The rank order is largely stable. The main change is cot_exploit overtaking multi_turn for strict ASR, but multi_turn retains the top broad ASR position. The persona family’s massive sample (n=1,210) now provides definitive evidence of DAN-era obsolescence.

Part 3: DB-Level Verdict Distribution (Full Corpus)

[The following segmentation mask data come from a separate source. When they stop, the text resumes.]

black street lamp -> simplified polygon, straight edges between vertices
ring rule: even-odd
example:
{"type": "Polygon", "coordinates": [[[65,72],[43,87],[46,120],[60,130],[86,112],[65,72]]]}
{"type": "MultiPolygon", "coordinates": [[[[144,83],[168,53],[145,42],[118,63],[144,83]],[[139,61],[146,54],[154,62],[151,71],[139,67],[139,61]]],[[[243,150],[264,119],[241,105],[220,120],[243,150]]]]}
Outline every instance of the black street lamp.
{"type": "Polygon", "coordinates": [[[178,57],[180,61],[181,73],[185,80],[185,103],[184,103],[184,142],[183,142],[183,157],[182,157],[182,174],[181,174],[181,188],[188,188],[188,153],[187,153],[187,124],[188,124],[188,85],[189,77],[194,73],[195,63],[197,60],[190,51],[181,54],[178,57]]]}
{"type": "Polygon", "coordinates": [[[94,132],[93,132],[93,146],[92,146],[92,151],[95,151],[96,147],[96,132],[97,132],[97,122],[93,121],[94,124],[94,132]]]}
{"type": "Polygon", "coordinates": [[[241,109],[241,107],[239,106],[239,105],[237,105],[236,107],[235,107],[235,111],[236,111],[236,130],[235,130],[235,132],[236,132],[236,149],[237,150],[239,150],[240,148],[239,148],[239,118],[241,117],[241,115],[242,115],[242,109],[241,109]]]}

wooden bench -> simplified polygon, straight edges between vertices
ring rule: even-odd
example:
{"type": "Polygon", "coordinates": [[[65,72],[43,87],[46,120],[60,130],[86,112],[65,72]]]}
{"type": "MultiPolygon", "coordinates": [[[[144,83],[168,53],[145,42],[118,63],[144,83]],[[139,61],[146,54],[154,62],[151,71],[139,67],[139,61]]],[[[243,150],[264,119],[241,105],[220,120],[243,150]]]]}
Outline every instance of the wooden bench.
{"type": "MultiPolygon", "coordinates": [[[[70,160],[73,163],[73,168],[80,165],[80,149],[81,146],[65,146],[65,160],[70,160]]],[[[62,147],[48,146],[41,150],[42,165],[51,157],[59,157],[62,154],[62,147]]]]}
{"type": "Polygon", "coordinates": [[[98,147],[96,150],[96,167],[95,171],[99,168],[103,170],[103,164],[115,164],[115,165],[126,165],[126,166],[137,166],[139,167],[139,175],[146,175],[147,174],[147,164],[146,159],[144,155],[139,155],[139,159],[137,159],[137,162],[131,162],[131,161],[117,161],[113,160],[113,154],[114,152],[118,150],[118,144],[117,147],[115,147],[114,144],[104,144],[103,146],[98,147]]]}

Total results: 133,033 LLM-graded: 53,831 Heuristic-graded: 42,778

Verdict	Count	Percentage
COMPLIANCE	20,285	37.7%
PARTIAL	16,093	29.9%
NOT_GRADEABLE	7,020	13.0%
REFUSAL	6,366	11.8%
ERROR	1,830	3.4%
BENIGN_QUERY	1,681	3.1%
HALLUCINATION_REFUSAL	517	1.0%
PARSE_ERROR	33	0.1%
INFRA_ERROR	6	0.0%

Caveat: The 37.7% COMPLIANCE rate is heavily influenced by the OBLITERATUS import (120,931 results from obliteratus-import classifier), which contains abliterated models expected to show high compliance. The technique-tagged subset shows much lower COMPLIANCE rates (7.2% weighted average).

Recommendations

Fix rate-limit error handling in grading pipeline. Traces containing [ERROR: Rate limit exceeded (429)] should be classified as INFRA_ERROR, not sent to the LLM grader. The current pipeline wasted 34 grading API calls on infrastructure errors and produced misleading ASR numbers.
Re-run Dolphin Mistral and Gemma benchmarks when rate limits have recovered. Dolphin Mistral is an uncensored model that would provide a useful permissive-model baseline.
Investigate 37.8% NOT_GRADEABLE rate in the Haiku batch grading. This is high and may indicate systematic issues with trace quality or grader prompt formatting.
Update docs/analysis/attack_family_effectiveness_ranking.md with the expanded technique-tagged data from this report (2,597 vs 944 evaluable results).
Collect more frontier model technique-tagged data. The current frontier subset is too small (4-24 traces per family per model) for reliable per-family ASR estimates with tight confidence intervals.